On Dec. 22, an anonymous caller contacted authorities about seeing rats on residential property. One week later, on Dec. 29, Animal Control officers charged Megan Barber, 33, with animal cruelty and animal hoarding after spending nearly 12 hours removing over two dozen live cats, five dogs, a rabbit, three guinea pigs, a hamster, nine birds and 28 assorted dead animals from the single-family home located on the 3400 block of Ramsgate Terrace.
"There were rooms that could not be entered," said Fairfax County Police spokeswoman Lucy Caldwell, who added that cluttered conditions including animal feces and debris made evacuating animals from the home difficult.
Officials said the initial medical conditions of the living animals ranged from poor to good, with most appearing unclean and malnourished. All animals were transported to local veterinarians to undergo health checks.
"The definition of hoarding is having so many things within a residence that you create a hazard to yourself and others," said former Fairfax County Hoarding Task Force Chairman John Yetman. "Animal hoarding becomes obvious when there are so many animals that an occupant cannot possibly take proper care of them all."

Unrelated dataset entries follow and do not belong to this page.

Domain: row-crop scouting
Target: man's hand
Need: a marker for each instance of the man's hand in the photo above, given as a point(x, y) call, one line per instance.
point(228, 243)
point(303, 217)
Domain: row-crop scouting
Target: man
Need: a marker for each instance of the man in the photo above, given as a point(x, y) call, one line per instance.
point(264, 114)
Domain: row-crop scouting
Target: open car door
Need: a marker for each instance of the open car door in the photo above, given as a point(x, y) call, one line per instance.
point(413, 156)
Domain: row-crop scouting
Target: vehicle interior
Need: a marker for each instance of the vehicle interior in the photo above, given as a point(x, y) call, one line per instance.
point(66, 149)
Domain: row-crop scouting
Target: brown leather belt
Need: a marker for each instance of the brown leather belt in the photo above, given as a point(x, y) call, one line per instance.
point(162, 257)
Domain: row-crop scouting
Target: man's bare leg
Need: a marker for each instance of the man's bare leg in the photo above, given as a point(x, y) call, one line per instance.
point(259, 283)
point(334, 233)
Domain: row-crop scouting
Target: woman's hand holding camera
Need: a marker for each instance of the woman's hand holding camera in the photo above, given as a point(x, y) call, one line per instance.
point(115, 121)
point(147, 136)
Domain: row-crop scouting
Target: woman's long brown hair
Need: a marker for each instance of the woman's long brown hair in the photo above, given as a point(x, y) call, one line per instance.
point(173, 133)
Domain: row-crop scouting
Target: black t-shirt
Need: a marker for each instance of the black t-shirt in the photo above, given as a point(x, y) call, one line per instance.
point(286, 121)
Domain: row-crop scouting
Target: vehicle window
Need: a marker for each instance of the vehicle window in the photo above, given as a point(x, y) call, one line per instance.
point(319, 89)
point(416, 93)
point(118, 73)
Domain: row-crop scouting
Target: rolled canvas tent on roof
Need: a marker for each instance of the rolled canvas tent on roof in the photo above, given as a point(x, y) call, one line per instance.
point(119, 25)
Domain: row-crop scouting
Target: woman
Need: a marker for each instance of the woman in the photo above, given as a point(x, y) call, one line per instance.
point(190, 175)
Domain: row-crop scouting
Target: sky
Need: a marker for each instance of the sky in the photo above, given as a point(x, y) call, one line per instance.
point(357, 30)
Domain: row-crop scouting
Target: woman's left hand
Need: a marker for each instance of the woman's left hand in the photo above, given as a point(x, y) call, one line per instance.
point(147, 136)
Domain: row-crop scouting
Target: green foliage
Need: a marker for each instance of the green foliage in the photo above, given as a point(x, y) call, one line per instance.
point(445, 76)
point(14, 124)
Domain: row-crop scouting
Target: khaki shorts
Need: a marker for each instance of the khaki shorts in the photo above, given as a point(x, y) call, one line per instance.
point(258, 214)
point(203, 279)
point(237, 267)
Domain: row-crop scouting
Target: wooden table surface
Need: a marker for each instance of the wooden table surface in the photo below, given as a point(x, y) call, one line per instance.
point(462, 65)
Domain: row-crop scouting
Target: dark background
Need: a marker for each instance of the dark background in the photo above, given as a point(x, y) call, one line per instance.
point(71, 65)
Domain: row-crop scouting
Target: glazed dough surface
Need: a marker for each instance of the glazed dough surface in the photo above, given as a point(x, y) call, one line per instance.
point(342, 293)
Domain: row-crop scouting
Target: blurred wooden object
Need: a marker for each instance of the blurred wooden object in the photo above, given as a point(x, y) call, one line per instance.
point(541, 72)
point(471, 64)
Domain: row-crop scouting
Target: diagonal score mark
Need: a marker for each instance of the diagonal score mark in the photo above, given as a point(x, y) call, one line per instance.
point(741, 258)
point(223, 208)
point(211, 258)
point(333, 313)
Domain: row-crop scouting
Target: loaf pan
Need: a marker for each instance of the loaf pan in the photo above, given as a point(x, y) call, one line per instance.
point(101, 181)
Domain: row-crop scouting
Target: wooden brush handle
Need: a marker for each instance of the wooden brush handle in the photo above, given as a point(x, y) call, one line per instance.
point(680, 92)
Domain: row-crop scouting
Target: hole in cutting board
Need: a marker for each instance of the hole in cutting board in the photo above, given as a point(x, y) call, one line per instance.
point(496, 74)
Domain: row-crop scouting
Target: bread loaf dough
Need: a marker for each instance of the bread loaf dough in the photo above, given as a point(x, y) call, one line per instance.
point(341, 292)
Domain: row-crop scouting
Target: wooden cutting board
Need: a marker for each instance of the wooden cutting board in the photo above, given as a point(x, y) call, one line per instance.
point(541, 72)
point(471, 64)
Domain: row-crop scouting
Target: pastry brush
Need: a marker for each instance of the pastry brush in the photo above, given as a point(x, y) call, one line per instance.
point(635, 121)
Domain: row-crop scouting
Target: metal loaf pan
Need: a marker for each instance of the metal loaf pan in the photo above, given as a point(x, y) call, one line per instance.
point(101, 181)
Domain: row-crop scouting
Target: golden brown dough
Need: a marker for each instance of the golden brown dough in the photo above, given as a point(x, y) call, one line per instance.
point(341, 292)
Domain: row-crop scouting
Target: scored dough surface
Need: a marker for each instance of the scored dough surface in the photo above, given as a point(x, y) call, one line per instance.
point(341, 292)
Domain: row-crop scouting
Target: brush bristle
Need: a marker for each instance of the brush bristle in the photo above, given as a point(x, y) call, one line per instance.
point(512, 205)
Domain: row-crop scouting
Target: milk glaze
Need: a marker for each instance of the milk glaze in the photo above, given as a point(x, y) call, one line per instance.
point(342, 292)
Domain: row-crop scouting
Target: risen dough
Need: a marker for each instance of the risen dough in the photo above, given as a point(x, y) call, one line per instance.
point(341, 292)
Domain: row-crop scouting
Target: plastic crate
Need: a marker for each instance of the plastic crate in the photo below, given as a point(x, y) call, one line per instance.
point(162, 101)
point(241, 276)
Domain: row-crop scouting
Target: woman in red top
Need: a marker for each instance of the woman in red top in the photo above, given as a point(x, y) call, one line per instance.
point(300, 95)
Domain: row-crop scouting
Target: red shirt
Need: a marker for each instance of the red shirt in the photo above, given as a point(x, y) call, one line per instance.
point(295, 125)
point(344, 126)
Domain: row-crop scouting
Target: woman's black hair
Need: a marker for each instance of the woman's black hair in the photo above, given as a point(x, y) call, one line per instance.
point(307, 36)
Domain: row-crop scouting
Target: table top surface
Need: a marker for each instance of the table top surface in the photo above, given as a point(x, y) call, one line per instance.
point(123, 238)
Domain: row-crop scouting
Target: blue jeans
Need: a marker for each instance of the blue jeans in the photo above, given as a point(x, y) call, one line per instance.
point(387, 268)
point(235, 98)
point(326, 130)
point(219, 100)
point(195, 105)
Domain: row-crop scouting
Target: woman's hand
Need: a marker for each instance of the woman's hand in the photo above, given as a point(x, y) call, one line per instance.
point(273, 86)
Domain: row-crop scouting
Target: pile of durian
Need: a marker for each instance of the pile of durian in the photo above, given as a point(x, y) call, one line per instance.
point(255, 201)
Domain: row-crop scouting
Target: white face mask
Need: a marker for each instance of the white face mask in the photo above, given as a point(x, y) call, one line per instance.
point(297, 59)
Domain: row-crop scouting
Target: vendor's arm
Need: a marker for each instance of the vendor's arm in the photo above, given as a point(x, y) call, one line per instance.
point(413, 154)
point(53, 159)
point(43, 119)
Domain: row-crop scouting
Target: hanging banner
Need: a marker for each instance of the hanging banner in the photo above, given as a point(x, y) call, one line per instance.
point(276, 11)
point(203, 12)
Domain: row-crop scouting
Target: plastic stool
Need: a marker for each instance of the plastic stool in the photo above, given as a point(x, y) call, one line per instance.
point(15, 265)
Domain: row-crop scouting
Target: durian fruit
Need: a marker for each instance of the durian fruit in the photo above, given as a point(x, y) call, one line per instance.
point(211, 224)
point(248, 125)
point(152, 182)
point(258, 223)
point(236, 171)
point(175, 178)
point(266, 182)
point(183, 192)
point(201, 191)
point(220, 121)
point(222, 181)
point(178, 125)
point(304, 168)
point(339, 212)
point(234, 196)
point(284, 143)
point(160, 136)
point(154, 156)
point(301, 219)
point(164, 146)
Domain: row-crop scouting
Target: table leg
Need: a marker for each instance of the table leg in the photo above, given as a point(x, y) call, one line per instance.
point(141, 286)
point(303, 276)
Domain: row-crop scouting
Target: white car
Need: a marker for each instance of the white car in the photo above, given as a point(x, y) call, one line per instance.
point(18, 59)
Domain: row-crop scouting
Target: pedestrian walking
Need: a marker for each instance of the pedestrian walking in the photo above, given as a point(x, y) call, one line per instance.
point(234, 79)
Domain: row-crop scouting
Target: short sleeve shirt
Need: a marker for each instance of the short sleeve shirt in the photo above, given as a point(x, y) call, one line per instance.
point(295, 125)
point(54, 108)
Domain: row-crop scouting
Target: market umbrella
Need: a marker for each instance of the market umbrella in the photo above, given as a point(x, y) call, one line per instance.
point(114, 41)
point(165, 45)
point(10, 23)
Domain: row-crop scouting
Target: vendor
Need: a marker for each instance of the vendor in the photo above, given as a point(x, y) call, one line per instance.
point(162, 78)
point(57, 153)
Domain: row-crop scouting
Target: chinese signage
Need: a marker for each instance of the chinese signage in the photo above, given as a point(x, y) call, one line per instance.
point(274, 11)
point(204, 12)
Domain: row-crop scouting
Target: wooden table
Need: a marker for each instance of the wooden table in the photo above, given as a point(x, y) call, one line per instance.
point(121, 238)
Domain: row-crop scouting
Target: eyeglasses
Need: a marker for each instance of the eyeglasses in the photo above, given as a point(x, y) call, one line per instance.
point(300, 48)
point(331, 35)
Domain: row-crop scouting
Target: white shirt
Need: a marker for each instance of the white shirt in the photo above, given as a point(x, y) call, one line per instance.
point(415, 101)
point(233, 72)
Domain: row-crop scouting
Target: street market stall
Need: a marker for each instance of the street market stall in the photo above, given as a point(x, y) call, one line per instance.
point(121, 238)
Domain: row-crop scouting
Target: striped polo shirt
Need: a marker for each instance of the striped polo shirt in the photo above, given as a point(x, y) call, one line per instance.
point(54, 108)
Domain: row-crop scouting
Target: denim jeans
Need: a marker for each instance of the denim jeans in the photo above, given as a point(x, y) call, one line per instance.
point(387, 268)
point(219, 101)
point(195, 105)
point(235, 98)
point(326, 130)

"What is interesting is that while there are county zoning restrictions on the number of dogs that can be kept in a residence, there is no enforceable limit for cats," Caldwell said.
"Animal cruelty charges can come into play if animals are not being properly cared for," Yetman said. "If the cats or other animals are not getting their shots, or proper food and water, that can do it."
Yetman added that some animal cruelty charges can be considered a felony and that a conviction can ban an individual from ever legally owning pets in the future.
"A case such as this recent one also incurs costs across all county agencies," he said.
The hoarding task force generally involves animal control officers, zoning officials, the county fire marshal, and can involve Child Protective Services as well as several other county agencies, according to Yetman.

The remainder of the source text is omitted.